Vous devinez donc avec quel intérêt Cherbiquet apprend que le futur locataire d’une de ses villas est précisément ce mirobolant alchimiste qui a su capter les ondes attractives et avec quelle jubilation grandissante il s’aperçoit qu’Emile Perrin, le secrétaire du professeur, en lui confiant le secret, a omis de reprendre le tube magique qui servit à sa démonstration. Le talisman glissé dans la poche de son gilet, notre homme éberlué voit aussitôt sa dactylo et sa soubrette choir automatiquement sur son giron : à lui, maintenant, la star récalcitrante...
C’est toujours grand motif de joie d’être témoin d’une bonne farce. L’auteur, qui nous a pris pour dupés, va nous transformer en complices. Plus que les ondes en tubes, le professeur et son secrétaire mettent les gens en boite : les deux victimes de Cherbiquet ont reçu prime de pâmoison. Le séduisant Emile Perrin, escroc de haut vol, compte soutirer la grosse somme à Cherbiquet en lui refilant la formule, et la prétendue star lui a servi d’appât. A ce joli hameçon, notre naïf a mordu ferme : qu’il se laisse croquer et Cherbiquet, ayant l’indiscutable preuve du pouvoir souverain des ondes, paiera cent mille francs la recette. Si, à l’instant suprême, Rita ne regimbait, tout concourrait plaisamment à enferrer le pauvre Cherbiquet ; le tube vole chez lui de mains en mains. Le vicomte ridicule, officiel prétendant d’Arlette, ne s’en est pas plutôt saisi qu’une éphémère dispute entre la jeune fille et le gentil René qu’elle aime jette en ses bras la dépitée. Il n’est jusqu’à la prude Séraphine, vieille fille acariâtre et moustachue, qui, l’ayant dérobé, croit en ressentir des effets aigus.
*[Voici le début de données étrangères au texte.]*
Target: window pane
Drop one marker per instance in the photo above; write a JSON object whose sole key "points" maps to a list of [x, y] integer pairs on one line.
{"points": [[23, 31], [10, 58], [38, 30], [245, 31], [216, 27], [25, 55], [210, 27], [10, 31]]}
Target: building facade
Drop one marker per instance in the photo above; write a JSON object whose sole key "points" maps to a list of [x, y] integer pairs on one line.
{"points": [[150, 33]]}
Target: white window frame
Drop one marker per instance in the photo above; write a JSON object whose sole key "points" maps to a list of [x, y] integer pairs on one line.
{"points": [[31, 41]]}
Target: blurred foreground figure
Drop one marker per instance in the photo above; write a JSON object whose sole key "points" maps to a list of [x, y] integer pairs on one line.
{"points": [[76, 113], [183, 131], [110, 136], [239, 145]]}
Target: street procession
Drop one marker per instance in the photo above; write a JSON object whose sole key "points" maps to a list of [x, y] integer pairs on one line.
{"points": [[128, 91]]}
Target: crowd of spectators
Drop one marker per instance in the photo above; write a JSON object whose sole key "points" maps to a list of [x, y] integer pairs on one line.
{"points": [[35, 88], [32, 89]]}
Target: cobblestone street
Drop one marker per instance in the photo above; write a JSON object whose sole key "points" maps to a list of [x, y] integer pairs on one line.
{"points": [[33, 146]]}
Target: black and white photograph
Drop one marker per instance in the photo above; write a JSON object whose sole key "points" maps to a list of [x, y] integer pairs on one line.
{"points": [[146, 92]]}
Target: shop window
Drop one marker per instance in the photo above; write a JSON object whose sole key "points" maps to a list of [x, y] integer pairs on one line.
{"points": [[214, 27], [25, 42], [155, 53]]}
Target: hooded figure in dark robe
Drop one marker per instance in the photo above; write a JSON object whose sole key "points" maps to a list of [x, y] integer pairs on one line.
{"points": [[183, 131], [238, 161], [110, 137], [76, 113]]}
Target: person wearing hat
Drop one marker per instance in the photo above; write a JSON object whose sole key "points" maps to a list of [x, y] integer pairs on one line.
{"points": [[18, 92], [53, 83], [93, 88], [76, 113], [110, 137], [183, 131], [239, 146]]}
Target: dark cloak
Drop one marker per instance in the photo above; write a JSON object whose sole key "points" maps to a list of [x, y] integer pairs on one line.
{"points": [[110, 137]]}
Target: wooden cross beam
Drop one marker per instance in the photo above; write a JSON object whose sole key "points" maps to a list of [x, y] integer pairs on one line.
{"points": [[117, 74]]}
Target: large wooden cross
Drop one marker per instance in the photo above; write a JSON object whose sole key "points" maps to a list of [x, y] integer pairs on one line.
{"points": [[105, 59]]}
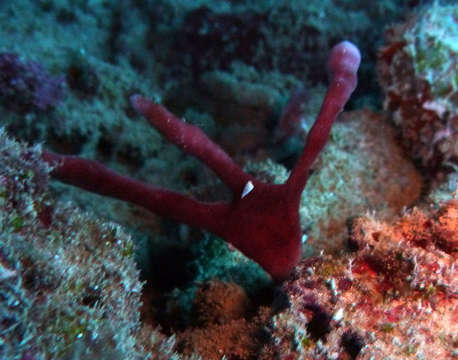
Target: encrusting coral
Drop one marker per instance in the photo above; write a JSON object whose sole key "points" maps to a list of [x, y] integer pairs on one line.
{"points": [[394, 294]]}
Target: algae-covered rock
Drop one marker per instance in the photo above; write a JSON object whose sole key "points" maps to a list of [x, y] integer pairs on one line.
{"points": [[69, 287]]}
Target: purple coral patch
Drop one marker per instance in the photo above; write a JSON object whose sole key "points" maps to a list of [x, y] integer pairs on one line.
{"points": [[27, 86]]}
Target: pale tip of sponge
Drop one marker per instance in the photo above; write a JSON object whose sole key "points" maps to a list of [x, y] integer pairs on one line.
{"points": [[345, 56]]}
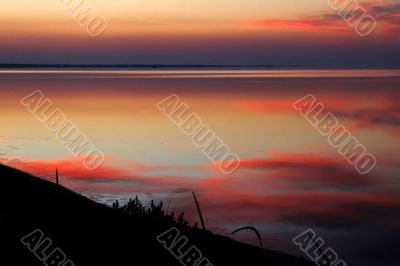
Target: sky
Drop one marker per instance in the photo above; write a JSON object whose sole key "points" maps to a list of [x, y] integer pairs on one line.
{"points": [[278, 32], [290, 178]]}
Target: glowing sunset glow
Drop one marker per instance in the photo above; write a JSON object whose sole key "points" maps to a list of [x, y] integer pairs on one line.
{"points": [[138, 31]]}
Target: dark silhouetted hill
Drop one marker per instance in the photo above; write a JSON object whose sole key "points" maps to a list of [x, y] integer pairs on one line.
{"points": [[94, 234]]}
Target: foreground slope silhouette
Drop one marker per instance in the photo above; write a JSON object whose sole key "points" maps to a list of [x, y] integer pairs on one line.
{"points": [[90, 233]]}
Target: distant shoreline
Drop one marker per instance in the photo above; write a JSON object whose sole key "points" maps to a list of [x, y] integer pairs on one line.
{"points": [[177, 66], [152, 66]]}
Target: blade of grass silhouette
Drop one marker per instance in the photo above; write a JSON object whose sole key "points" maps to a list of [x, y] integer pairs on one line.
{"points": [[198, 209], [251, 228], [169, 201], [57, 176]]}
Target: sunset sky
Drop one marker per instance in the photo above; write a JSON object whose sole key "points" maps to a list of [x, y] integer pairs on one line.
{"points": [[280, 32], [290, 178]]}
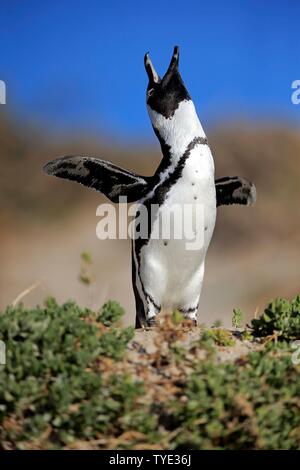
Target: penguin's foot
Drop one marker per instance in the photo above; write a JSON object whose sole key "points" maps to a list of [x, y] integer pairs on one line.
{"points": [[151, 322]]}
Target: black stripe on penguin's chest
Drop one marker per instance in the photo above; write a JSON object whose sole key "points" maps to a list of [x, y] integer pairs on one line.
{"points": [[161, 191]]}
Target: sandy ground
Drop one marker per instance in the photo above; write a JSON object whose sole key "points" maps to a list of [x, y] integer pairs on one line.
{"points": [[51, 255]]}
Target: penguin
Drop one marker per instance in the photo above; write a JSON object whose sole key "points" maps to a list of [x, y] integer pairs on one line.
{"points": [[165, 274]]}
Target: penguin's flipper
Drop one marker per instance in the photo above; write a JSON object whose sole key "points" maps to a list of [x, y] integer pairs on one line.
{"points": [[235, 190], [101, 175]]}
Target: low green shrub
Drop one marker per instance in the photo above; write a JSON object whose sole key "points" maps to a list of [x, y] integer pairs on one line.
{"points": [[69, 382], [280, 317]]}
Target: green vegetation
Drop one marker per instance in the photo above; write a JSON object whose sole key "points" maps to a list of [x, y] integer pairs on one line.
{"points": [[281, 318], [72, 380], [219, 336]]}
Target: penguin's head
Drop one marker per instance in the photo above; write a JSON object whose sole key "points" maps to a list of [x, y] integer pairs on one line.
{"points": [[165, 95], [170, 107]]}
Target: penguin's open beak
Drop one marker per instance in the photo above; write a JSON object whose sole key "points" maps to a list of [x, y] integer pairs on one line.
{"points": [[174, 61], [151, 72]]}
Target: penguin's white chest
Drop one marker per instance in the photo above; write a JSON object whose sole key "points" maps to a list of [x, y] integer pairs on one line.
{"points": [[172, 263]]}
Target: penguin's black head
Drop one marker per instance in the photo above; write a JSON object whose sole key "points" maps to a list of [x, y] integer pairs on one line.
{"points": [[164, 95]]}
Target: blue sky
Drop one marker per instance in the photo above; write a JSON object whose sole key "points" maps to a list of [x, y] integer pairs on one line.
{"points": [[78, 65]]}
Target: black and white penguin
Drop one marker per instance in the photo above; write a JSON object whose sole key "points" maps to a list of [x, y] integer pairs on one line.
{"points": [[165, 274]]}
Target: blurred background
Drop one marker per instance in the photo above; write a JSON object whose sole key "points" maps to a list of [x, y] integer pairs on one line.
{"points": [[76, 85]]}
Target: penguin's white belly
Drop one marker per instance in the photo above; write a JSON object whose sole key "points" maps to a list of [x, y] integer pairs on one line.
{"points": [[170, 270]]}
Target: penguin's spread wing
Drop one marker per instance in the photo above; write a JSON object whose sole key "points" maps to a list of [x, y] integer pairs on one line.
{"points": [[235, 190], [101, 175]]}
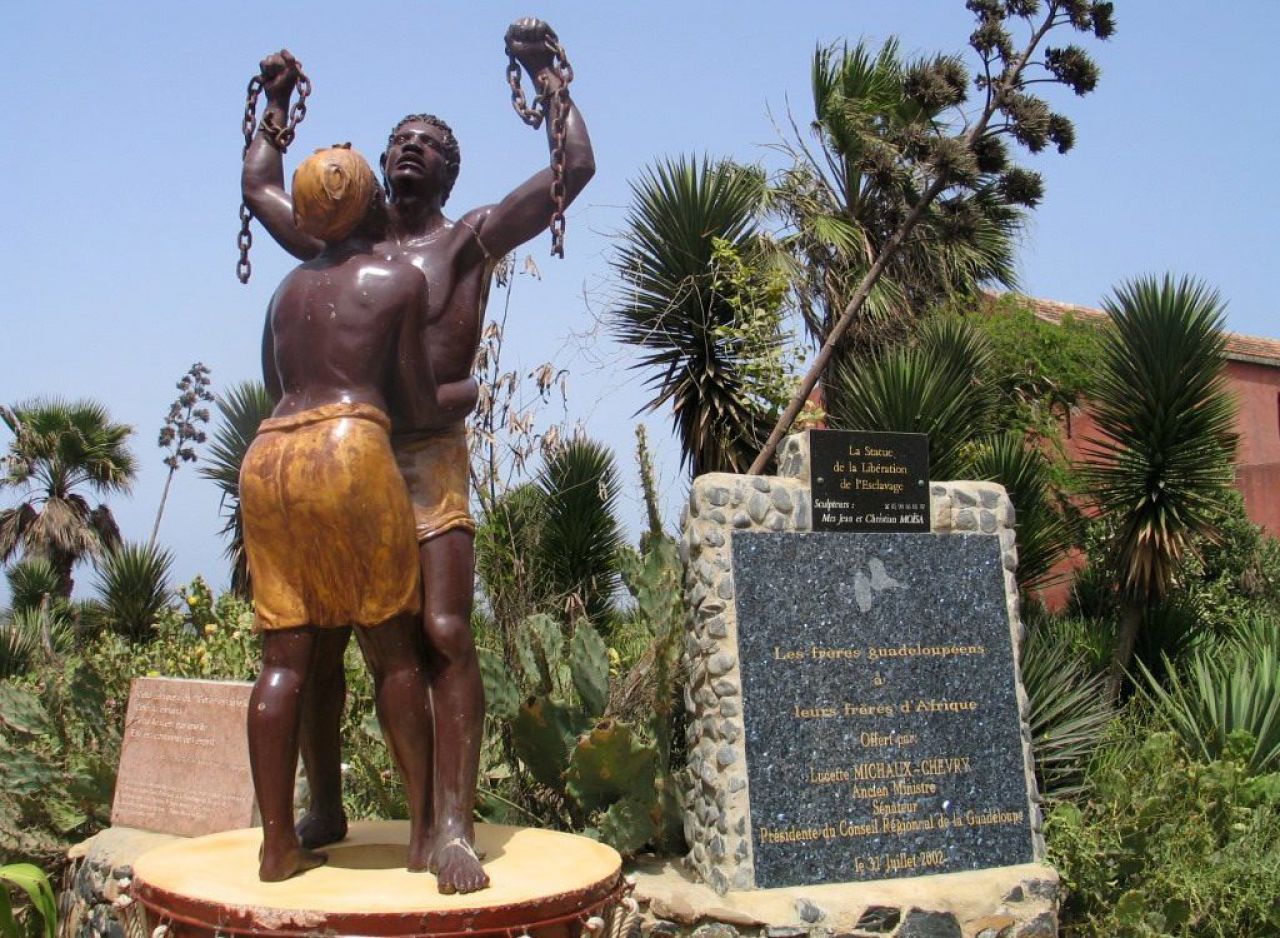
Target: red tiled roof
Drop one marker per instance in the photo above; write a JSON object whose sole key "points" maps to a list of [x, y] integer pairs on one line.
{"points": [[1246, 348]]}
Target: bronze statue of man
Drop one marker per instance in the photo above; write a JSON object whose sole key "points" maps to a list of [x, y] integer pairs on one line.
{"points": [[328, 521], [457, 257]]}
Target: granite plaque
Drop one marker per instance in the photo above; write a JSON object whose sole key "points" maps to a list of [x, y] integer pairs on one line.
{"points": [[184, 758], [869, 481], [880, 707]]}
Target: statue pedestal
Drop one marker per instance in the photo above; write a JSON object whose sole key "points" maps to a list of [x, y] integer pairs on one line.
{"points": [[543, 884]]}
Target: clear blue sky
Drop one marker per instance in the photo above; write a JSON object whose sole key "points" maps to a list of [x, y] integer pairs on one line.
{"points": [[122, 155]]}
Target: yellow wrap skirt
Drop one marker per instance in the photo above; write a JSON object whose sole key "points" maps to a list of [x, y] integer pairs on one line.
{"points": [[328, 521], [434, 465]]}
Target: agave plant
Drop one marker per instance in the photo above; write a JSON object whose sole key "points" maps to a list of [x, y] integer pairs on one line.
{"points": [[672, 307], [929, 387], [33, 582], [842, 200], [133, 588], [240, 410], [40, 893], [19, 643]]}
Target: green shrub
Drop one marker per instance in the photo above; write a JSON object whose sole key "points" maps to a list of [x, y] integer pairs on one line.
{"points": [[1169, 846], [41, 913], [1069, 709], [133, 588]]}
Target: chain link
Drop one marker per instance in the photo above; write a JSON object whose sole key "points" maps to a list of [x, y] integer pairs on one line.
{"points": [[280, 136], [557, 105]]}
On ne sait trop comment tout finirait si, après la blonde, la rousse ne s’en mêlait. La villa est cernée, fouillée à l’instant même où les escrocs touchaient au but. A eux, feintes et quiproquos : ils s'envolent au nez du gendarme. Hélas ! leurs victimes, sauvées du péril d’argent, restent dépouillées de leurs illusions.